At the end of last week, Germany’s 30 largest blue-chip companies listed on Frankfurt’s DAX index pledged to increase female representation on their boards. The country has lagged behind other developed economies, with just 2.2 per cent of its boardroom posts occupied by women.
“Our goal is to reach a sustainable, company-specific personnel development, as well as adequate representation of women in leadership positions, particularly in top-level management,” the companies said in a joint statement.
It has been left to individual companies to determine what percentage “adequate” might be, but they will be required to make public their plans and update them yearly until 2013.
Corporate Germany’s track record for effecting change voluntarily has not been encouraging. A voluntary commitment in 2001 by companies to increase women’s representation in management positions has borne little fruit a decade later.
However, political will has been toughening over recent months, and the threat of formal quotas has encouraged companies towards this agreement.
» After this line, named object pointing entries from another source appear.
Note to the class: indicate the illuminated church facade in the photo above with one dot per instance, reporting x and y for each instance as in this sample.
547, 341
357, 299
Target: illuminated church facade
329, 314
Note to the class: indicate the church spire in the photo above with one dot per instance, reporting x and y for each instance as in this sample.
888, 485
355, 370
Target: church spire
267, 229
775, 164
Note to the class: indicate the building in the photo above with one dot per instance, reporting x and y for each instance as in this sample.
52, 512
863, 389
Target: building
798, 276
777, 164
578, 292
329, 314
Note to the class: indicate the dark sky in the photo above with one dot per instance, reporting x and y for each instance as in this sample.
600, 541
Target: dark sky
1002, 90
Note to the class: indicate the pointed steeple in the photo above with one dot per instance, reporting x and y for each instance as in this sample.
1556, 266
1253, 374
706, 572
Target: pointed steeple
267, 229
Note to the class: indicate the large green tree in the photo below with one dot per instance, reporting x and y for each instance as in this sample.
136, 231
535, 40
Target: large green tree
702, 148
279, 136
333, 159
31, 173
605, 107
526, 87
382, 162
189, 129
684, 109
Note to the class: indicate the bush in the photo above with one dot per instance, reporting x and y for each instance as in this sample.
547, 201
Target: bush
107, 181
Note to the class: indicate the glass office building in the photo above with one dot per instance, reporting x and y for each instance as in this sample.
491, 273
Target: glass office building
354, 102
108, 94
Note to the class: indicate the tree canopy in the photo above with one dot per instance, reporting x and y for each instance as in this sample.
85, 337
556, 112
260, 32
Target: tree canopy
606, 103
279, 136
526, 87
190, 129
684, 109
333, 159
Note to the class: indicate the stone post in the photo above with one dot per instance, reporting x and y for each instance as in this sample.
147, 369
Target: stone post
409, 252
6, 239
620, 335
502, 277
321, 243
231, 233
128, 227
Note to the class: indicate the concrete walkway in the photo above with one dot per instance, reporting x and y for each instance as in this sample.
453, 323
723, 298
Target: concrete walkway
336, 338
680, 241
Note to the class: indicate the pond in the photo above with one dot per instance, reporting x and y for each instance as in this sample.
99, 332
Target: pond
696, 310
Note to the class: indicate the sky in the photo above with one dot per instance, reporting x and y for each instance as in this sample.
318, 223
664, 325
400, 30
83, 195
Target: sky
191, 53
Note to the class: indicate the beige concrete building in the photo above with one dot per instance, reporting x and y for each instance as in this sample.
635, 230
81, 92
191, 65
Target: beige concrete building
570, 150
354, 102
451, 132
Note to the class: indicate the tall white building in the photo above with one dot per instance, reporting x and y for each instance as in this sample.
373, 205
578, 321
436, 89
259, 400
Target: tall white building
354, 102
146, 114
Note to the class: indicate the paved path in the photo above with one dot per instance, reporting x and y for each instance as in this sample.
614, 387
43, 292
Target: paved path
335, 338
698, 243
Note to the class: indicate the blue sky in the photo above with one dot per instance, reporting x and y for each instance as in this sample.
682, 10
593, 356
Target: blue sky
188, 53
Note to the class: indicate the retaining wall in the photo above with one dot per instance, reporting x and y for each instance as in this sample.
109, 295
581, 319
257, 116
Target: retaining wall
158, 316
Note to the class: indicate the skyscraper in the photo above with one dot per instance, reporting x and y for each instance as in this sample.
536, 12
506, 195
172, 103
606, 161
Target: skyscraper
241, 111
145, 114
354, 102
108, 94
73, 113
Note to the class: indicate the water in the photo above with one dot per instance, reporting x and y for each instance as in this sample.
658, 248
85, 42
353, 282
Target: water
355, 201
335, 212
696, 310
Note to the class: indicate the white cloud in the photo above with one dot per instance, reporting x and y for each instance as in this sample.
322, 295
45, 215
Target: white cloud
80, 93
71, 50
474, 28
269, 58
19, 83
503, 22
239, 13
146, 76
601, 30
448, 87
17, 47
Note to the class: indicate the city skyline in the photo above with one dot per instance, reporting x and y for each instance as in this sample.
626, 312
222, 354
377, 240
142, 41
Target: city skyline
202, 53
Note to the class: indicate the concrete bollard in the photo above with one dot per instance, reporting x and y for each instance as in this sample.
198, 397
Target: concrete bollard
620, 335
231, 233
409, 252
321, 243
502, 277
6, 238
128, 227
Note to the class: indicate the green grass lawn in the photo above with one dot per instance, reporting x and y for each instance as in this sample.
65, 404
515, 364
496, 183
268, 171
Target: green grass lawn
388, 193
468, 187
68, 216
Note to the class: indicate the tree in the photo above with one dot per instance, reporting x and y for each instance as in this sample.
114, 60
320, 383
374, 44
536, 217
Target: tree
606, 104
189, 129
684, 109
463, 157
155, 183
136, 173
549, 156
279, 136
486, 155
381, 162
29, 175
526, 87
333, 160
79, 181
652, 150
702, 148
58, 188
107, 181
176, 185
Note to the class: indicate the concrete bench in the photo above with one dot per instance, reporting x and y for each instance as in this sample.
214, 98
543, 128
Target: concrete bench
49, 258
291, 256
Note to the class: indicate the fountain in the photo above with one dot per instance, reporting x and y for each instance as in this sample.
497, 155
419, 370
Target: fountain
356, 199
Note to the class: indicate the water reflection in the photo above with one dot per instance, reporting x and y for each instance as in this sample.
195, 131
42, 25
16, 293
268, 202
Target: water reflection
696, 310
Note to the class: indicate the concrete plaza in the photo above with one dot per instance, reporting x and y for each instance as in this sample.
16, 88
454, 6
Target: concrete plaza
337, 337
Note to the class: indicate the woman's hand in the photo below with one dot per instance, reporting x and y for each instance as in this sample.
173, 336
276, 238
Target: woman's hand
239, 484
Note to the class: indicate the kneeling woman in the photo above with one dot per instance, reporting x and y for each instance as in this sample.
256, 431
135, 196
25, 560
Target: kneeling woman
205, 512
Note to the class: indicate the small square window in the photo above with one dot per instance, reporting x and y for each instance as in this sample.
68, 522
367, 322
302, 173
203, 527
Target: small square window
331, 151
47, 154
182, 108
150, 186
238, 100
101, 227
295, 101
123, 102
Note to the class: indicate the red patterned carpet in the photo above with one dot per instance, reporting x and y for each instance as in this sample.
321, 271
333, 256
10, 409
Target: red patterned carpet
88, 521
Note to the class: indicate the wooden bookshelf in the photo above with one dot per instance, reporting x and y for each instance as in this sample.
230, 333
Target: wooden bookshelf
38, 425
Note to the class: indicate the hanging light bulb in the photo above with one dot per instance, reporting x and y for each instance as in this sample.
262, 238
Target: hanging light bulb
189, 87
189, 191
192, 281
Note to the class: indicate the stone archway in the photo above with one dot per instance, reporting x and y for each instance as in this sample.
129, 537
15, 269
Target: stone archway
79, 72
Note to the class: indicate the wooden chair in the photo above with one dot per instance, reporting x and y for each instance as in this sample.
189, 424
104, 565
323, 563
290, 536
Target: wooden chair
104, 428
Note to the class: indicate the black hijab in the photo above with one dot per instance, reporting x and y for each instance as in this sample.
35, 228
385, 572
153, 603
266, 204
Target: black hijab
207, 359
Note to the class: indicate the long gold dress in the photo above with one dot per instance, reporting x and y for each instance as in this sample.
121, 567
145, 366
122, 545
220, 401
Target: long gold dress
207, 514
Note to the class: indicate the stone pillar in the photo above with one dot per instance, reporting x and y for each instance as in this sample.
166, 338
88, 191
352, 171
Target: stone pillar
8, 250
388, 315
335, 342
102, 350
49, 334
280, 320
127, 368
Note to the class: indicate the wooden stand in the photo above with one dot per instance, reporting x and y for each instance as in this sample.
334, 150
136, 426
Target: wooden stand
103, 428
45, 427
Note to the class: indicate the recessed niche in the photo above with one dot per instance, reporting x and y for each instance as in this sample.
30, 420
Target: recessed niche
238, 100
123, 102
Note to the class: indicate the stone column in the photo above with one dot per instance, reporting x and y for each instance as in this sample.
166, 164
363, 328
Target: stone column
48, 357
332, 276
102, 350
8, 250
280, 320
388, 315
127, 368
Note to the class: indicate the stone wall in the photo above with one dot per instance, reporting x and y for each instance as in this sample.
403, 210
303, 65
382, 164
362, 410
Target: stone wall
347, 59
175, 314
Six of the 16 ministerial posts in the cabinet of Angela Merkel, the chancellor, are held by women.
In an earlier FT report about the status of women in the German workplace, Daniel Schäfer and Peggy Hollinger reported that until 1977, a husband in Germany was legally able to terminate his wife’s labour contract. Even today, inadequate childcare provision presents an obstacle to women with children returning to work.
There may need to be a much deeper shift in cultural attitudes to women, family and work for German companies to catch up with other developed economies in diversity practice.